La nuit survenant, un feu apparut dans le ciel, venant de l’ouest[3], et, en approchant, il tomba au milieu de l’armée turque, à la grande stupeur des nôtres et des Turcs. Au matin, les Turcs, épouvantés, s’enfuirent, par crainte du météore, jusqu’à la porte de Bohémond[4] et y établirent leur quartier. La garnison de la citadelle continuait à attaquer les nôtres jour et nuit, en les blessant ou les tuant à coups de flèches ; le reste des Turcs assiégeait la ville de tous côtés, si bien que nul des nôtres n’osait en sortir ou y entrer, si ce n’est la nuit et en cachette. Ainsi nous étions assiégés et resserrés par ces ennemis, dont le nombre était incommensurable[5].

Ces sacrilèges et ennemis de Dieu nous tenaient si étroitement bloqués dans Antioche que beaucoup moururent de faim. Un petit pain se vendait un besant[6] ; inutile de parler du vin. On mangeait et on vendait de la viande de cheval ou d’âne ; une poule valait quinze sous, un œuf deux sous, une noix un denier. Tout était hors de prix : la famine était si grande qu’on faisait cuire pour les manger des feuilles de

  1. Cf. Raimond d’Aguilers, 11, p. 239. Ce mur devait arrêter les tentatives de la garnison turque de la citadelle pour pénétrer dans la ville.

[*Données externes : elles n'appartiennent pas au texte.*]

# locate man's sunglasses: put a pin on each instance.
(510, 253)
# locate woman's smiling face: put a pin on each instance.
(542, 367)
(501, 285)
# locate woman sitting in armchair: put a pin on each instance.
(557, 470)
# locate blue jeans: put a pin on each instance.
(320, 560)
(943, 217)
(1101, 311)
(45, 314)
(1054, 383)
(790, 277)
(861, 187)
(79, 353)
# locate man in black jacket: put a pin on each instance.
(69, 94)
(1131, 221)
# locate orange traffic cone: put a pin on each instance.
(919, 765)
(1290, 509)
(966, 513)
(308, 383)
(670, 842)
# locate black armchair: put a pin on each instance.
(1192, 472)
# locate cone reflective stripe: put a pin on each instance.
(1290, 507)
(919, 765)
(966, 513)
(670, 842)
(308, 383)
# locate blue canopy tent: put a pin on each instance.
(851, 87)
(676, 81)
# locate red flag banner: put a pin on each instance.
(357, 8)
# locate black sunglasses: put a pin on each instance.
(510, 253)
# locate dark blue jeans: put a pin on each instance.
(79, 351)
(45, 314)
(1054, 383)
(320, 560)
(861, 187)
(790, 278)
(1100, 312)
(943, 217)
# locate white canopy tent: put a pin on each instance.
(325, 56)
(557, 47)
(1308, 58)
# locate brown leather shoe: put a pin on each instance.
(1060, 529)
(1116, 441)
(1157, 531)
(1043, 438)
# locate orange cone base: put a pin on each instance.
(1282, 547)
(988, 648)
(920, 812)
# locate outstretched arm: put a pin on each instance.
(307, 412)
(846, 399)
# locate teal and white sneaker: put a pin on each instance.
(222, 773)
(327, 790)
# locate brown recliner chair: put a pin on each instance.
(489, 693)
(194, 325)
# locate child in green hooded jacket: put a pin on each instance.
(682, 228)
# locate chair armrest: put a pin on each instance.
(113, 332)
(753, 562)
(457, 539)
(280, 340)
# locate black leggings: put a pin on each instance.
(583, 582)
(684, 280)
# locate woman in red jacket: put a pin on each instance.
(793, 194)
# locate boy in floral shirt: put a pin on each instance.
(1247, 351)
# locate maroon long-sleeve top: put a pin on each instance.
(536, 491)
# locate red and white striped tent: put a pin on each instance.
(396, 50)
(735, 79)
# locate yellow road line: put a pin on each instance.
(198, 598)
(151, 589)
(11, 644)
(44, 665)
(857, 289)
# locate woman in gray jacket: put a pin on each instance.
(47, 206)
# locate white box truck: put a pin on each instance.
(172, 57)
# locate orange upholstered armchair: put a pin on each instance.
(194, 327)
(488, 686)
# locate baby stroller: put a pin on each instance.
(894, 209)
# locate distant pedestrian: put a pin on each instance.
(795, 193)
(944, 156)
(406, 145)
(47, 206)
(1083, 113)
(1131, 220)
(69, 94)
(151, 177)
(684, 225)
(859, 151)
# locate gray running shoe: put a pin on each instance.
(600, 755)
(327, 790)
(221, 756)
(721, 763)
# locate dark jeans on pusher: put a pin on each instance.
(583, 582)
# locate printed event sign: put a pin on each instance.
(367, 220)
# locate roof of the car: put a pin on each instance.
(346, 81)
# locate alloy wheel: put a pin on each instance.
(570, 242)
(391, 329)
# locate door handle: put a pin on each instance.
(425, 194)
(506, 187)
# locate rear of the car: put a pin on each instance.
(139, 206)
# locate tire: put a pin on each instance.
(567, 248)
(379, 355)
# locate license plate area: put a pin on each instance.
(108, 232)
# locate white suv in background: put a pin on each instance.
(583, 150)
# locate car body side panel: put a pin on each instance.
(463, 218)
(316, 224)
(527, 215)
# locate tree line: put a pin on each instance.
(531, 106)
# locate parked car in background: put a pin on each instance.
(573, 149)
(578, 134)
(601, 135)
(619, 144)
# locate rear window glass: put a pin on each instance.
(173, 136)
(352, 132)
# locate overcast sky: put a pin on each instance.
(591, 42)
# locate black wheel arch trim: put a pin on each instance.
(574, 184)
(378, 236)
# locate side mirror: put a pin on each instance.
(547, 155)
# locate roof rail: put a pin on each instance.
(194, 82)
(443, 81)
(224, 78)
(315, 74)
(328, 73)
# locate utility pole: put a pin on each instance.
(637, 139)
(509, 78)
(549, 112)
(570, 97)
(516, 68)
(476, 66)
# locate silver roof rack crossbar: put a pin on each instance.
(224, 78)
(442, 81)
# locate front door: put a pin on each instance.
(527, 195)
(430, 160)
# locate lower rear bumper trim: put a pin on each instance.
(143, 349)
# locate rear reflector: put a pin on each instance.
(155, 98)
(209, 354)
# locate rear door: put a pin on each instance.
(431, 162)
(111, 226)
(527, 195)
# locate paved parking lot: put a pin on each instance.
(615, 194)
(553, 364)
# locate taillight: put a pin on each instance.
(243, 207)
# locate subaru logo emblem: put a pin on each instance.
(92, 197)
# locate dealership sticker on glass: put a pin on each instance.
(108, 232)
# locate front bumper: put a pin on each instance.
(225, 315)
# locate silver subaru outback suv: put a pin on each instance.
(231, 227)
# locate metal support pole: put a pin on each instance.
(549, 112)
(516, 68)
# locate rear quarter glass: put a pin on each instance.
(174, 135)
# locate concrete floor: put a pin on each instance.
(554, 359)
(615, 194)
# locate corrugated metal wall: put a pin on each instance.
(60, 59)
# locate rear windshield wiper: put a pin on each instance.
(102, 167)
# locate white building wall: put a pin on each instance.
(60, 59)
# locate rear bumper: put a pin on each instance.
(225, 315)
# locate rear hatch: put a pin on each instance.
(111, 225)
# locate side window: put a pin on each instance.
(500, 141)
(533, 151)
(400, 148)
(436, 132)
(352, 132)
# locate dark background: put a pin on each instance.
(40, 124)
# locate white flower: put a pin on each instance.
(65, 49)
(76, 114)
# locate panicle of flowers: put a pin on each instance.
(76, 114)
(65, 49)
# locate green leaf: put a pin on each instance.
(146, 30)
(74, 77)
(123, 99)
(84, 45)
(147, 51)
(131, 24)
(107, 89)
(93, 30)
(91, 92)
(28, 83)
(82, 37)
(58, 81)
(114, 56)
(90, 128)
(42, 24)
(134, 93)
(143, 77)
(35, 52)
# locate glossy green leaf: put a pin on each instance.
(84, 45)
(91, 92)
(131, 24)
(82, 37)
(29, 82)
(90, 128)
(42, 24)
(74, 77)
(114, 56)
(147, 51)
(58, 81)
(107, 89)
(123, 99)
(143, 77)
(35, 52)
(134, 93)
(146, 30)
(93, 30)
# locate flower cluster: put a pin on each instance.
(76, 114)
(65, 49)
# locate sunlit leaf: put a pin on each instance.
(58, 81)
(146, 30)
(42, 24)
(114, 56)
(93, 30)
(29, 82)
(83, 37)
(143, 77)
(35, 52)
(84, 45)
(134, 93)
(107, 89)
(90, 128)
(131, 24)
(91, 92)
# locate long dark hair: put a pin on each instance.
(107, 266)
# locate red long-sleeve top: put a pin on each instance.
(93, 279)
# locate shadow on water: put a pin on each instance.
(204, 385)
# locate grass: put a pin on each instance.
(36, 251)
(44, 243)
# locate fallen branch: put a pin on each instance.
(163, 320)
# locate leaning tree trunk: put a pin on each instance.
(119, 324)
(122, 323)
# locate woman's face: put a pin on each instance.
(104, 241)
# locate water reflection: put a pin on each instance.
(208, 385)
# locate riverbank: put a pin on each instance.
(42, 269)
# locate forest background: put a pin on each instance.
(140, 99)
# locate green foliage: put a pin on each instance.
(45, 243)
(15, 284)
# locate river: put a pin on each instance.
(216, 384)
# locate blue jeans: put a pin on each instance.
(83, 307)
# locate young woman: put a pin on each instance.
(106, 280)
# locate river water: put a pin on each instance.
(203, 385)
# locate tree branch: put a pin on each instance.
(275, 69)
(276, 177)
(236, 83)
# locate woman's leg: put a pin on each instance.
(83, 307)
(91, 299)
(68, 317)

  2. Dans une vallée du mont Cassius.
  3. Une étoile filante. Cf. Raimond d’Aguilers, 11, p. 257 : « Signum in coelo mirabile vidimus. »
  4. Les armées entrées dans la ville avaient reçu la garde du secteur qu’elles avaient assiégé.
  5. Désespérant de pénétrer dans la ville par la citadelle, Kerbôga essaye de la prendre par la famine : d’où la nouvelle disposition de ses troupes.
  6. Sur la valeur du besant et du sou, voir p. 95, n. 5, et p. 76, n. 2.